Familial Fraud

Familial fraud is a form of identity theft committed by a parent, child, sibling, extended family or close friend of the victim. It can be committed by anyone you’re close to. 

Fraud within one’s family and social circle may sound unlikely. We often imagine identity thieves in some far-away basement in a black-hoodie hunched over a PC poking around the dark web. But the closer someone is to you, the better access they have to your personal information—and the easier it is for them to use your relationship for financial gain. 

Opportunity makes familial fraud a common form of identity theft that can leave you in serious financial (and emotional) trouble.

How does it work? 

Familial fraud is as opportunistic as scams come. With no difficulty at all, a parent can open a credit account in their child’s name using personally identifiable information already in the parents’ custody. If you leave your wallet lying around, a friend can easily snap a photo of your Social Security card and other credentials when you leave the room. 

With personal information readily available, fraudsters can open new lines of credit, make large purchases, or even receive medical care in your name. 
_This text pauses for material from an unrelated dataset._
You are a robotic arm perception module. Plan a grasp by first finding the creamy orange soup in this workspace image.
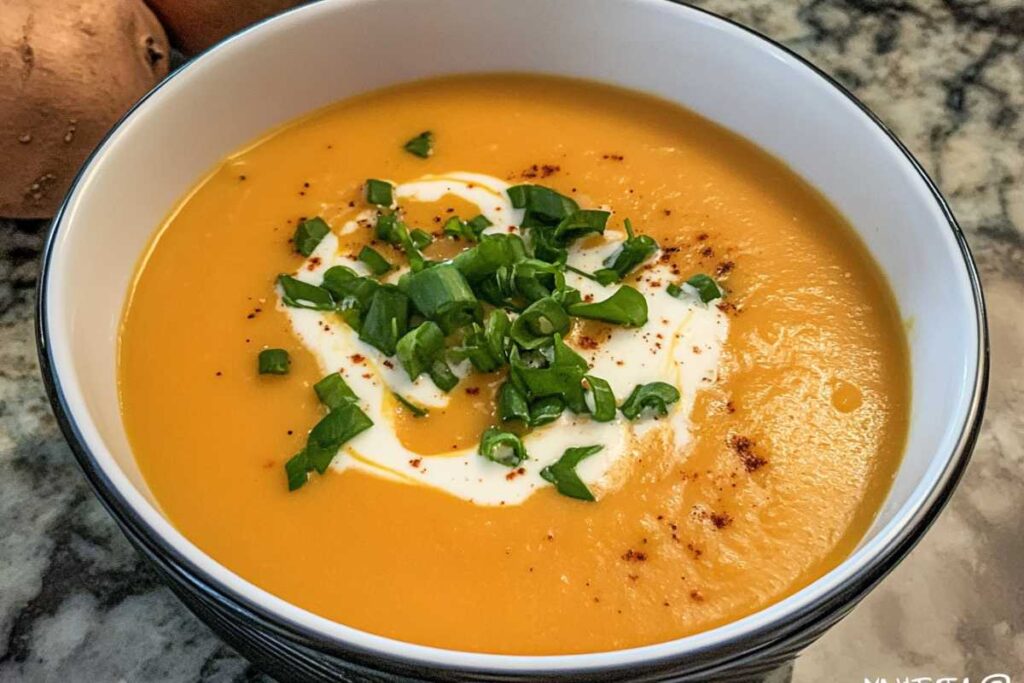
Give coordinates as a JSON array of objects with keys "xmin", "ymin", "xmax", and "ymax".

Familial fraud can fly under the radar for years. It’s usually discovered when someone opens a utility account, applies for a loan or applies for new credit. Fraudulent activity is then spotted on the victim’s credit report. When the victim is a child, a family member can rack up years’ worth of debt before their first attempt to build their own credit. 

A famous example is Axton Betz-Hamilton’s struggle with familial fraud, which began when she left for college. A utility company flagged her credit. Upon investigation, she found an extensive credit report containing fraudulent credit entries and collection agency notifications going back twenty years. 

Betz-Hamilton spent the next sixteen years tirelessly working to remove fraudulent credit accounts and collection agency demands from her record. Only when her mother passed away did she discover the thief. Using only stolen Social Security numbers, her mother had been opening (and defaulting) on credit accounts in her daughter’s name as well as her husband and her father-in-law. 

What can you do about it? 

Familial fraud is insidious, but you can prevent it (or quickly squash it). Regardless of your fraud history, review your credit reports and your childrens’ reports, too, at least twice a year, check account statements often for irregularities, and the next time you loan money to friends or family, lend them cash instead of your credit card. 

What if it happens to me?

Familial fraud comes with a unique emotional component. Your privacy has been breached, and so has your trust. This can be an emotionally difficult experience; you may feel empathy for the perpetrator and not want to press charges, or fear retaliation and damaged relationships. 

This can cloud your judgement when it comes to reporting the incident. 

As hard as it may be, victims should respond to the crime exactly as they would had it been perpetrated by a stranger. Place a 90-day fraud alert on your credit, file a police report immediately, and dispute all fraudulent accounts and charges. Freeze your credit at the three credit reporting agencies.

Recovering from identity theft is a slow and challenging process that can take years to resolve. The sooner you pursue action, the easier it will be to get things back on track. Check with your insurance company and HR department to see if they have a relationship with an identity theft resolution service, and if they do take advantage of the service. 


Remember that familial fraud can be committed by anyone who has access to your personally identifiable information

Keep your accounts secure, your personal information private, and know that when it comes to your personal information, it is best to be vigilant. 

Freeze your credit at the three reporting agencies, and your kids’ credit too.